Letter to the Editor from Decatur: Notre Dame President’s Statement
Published: May 18, 2006
To the Editor:
Regarding the decision of Notre Dame’s president permitting performances of “The Vagina Monologues,” as well as events such as a gay film festival (The Georgia Bulletin, May 11), the reasoning and context of the decision are available on the Web site of the University of Notre Dame (www.nd.edu; enter “Closing Statement” in the search box). As explained in his “Closing Statement,” Notre Dame’s president, Father John Jenkins, CSC, led a 10-week-long discussion open to faculty, students, administrators, alumni, and interested friends of the university. During this period, Father Jenkins attended this year’s performance of “The Vagina Monologues.” As he notes, the play “was brought into dialogue with Catholic tradition through panels that followed each performance.” The Catholic tradition on human sexuality was presented by the panelists, and “students and faculty engaged one another and these issues in serious and informed discussion.” The result was “a constructive and fruitful dialogue with the Catholic tradition” that enabled the audience to see “many laudable goals in the play,” the most urgent being “to inspire us to work with greater determination to eliminate violence against women.”
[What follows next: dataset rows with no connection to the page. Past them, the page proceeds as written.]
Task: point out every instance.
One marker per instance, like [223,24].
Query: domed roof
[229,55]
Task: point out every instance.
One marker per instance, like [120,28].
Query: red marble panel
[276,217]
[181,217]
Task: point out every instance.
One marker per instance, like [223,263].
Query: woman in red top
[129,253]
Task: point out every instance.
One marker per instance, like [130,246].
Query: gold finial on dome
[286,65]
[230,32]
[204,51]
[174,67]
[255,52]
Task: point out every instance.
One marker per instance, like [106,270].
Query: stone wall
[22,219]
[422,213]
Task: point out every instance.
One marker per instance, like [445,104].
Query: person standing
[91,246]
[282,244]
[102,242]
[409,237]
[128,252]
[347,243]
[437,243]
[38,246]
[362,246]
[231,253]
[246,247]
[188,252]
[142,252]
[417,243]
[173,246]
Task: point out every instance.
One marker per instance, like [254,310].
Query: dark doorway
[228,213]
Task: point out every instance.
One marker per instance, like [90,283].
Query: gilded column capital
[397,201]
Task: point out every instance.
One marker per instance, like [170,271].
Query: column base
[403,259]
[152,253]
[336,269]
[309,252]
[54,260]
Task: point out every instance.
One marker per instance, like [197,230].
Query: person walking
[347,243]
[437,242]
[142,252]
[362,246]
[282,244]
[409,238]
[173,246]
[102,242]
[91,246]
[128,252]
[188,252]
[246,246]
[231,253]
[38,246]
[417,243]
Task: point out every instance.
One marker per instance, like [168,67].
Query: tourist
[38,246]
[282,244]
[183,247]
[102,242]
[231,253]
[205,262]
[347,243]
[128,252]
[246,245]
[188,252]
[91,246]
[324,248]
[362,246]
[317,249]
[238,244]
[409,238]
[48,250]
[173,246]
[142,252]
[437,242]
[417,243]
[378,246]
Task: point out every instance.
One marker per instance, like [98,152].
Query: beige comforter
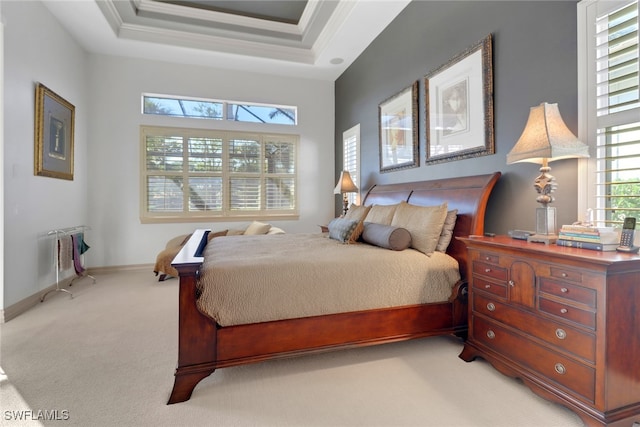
[252,279]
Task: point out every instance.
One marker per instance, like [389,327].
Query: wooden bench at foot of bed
[204,346]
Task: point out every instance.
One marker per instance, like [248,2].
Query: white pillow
[381,214]
[257,228]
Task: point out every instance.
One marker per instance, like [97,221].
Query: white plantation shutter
[613,109]
[191,173]
[351,159]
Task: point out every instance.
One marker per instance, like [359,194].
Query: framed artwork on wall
[398,130]
[459,106]
[54,127]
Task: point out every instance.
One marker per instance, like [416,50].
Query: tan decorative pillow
[423,222]
[357,213]
[212,234]
[381,214]
[257,228]
[447,231]
[276,230]
[386,236]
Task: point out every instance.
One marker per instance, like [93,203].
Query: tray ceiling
[315,38]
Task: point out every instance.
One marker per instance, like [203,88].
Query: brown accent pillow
[423,222]
[386,236]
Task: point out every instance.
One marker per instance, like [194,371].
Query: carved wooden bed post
[197,334]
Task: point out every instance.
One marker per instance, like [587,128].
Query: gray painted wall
[534,61]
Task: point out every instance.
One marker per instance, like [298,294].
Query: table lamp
[345,185]
[546,138]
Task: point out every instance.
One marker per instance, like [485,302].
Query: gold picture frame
[398,130]
[54,134]
[459,106]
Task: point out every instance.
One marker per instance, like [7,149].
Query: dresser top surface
[553,250]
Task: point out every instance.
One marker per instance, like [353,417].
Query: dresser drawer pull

In his “Closing Statement,” Father Jenkins makes clear that much more important than permitting the presentation of this or that play or film, or of offering a platform for a speaker, is the issue of the nature and role of a Catholic university. As he states, “a Catholic university is where the Church does its thinking, and that thinking, to be beneficial, must come from an intellectually rigorous engagement with the world.” Against this background, Father Jenkins says to those opposed to the presentation at Notre Dame of plays, speeches, etc. that contradict Catholic teaching, “This is a Catholic university,” and accordingly, is “committed to a wide-open, unconstrained search for truth, and we are convinced that Catholic teaching has nothing to fear from engaging the wider culture.”
To those who are astonished that any questions are raised about speakers, plays, etc. performed on Notre Dame’s campus, he remarks, “This is a Catholic university,” and, as such, “is founded upon our belief that love of God and neighbor are eternal teachings that give context and meaning to our search for truth.” Citing Pope John Paul II, Father Jenkins notes that a Catholic university is “a primary and privileged place for a fruitful dialogue between the Gospel and culture” (Ex Corde Ecclesiae, 3, 34).
While some have not agreed with the position enunciated by Father Jenkins, to publicize only the criticisms of a few, while ignoring the context and goal of Father Jenkins’ action, fails to do justice either to Notre Dame or to the important issue of the nature and role of a Catholic university.